On his way to Aachen for the World Equestrian Festival, Twomey stopped off at the inaugural 'Royal Festival of the Horse' at Stoneleigh Park in the UK. He won the Grand Prix (and £10,000) on Tinka's Serenade, beating John Whitaker and his 2008 Olympic ride – Peppermill – into second place.

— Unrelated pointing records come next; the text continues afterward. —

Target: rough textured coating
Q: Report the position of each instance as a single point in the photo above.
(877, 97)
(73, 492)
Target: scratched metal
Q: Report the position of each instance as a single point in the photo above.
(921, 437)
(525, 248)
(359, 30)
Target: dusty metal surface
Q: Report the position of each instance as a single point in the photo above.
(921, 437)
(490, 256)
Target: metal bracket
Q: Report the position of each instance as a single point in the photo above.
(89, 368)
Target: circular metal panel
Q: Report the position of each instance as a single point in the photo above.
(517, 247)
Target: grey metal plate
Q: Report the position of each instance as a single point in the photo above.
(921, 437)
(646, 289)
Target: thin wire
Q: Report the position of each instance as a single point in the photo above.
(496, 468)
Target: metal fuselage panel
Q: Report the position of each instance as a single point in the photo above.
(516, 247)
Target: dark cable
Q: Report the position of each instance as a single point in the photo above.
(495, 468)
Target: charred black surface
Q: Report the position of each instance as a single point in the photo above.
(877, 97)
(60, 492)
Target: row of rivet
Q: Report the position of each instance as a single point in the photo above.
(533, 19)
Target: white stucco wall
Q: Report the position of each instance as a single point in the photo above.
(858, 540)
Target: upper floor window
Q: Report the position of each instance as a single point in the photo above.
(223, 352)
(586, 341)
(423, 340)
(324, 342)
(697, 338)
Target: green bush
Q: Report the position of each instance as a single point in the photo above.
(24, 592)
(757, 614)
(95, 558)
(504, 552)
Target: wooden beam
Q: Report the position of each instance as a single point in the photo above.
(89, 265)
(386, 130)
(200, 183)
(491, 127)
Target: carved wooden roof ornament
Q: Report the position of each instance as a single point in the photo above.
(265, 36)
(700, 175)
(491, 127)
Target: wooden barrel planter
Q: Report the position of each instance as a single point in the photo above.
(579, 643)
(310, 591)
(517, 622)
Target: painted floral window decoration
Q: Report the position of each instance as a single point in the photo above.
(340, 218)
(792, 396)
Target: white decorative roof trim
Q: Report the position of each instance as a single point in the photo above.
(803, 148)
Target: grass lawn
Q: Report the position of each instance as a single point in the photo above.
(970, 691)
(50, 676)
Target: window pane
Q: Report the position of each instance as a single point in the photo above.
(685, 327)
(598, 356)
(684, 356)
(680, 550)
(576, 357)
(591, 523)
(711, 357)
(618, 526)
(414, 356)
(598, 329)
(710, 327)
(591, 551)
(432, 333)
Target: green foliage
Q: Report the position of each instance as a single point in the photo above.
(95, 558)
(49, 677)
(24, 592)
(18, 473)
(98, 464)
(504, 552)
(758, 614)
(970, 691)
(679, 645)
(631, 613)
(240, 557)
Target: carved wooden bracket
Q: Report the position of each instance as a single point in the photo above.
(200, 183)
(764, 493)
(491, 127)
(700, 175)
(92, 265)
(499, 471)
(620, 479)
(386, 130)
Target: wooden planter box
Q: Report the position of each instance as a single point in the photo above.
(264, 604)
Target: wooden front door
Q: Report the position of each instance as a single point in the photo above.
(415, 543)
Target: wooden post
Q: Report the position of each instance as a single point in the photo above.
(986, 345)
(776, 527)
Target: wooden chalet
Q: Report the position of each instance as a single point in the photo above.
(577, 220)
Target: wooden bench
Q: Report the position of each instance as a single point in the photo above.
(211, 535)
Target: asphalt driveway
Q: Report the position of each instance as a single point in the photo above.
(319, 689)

The World Equestrian Festival at the CHIO5* Aachen, Germany was next for Twomey. In the opening competition, he steered Tackeray to 8th place. He then rode Tinka's Serenade to 5th place in the second class of the show. In the 6th leg of the Meydan FEI Nations Cup on Thursday, the Irish team finished on a 4 fault score to win: Billy Twomey ( Tinka's Serenade) 4/0; Dermott Lennon (Hallmark Elite) 0/0; Cian O'Connor (K Club Lady) 0/0; Denis Lynch (Lantinus) (4)/(NS). On Saturday, Twomey landed the Accumulater with Tackeray, bagging €6,600. Twomey opted to ride Je t'Aime Flamenco in Sunday's Grand Prix, and finished 7th with 4 faults in the second round to take home another €8,000 from the show.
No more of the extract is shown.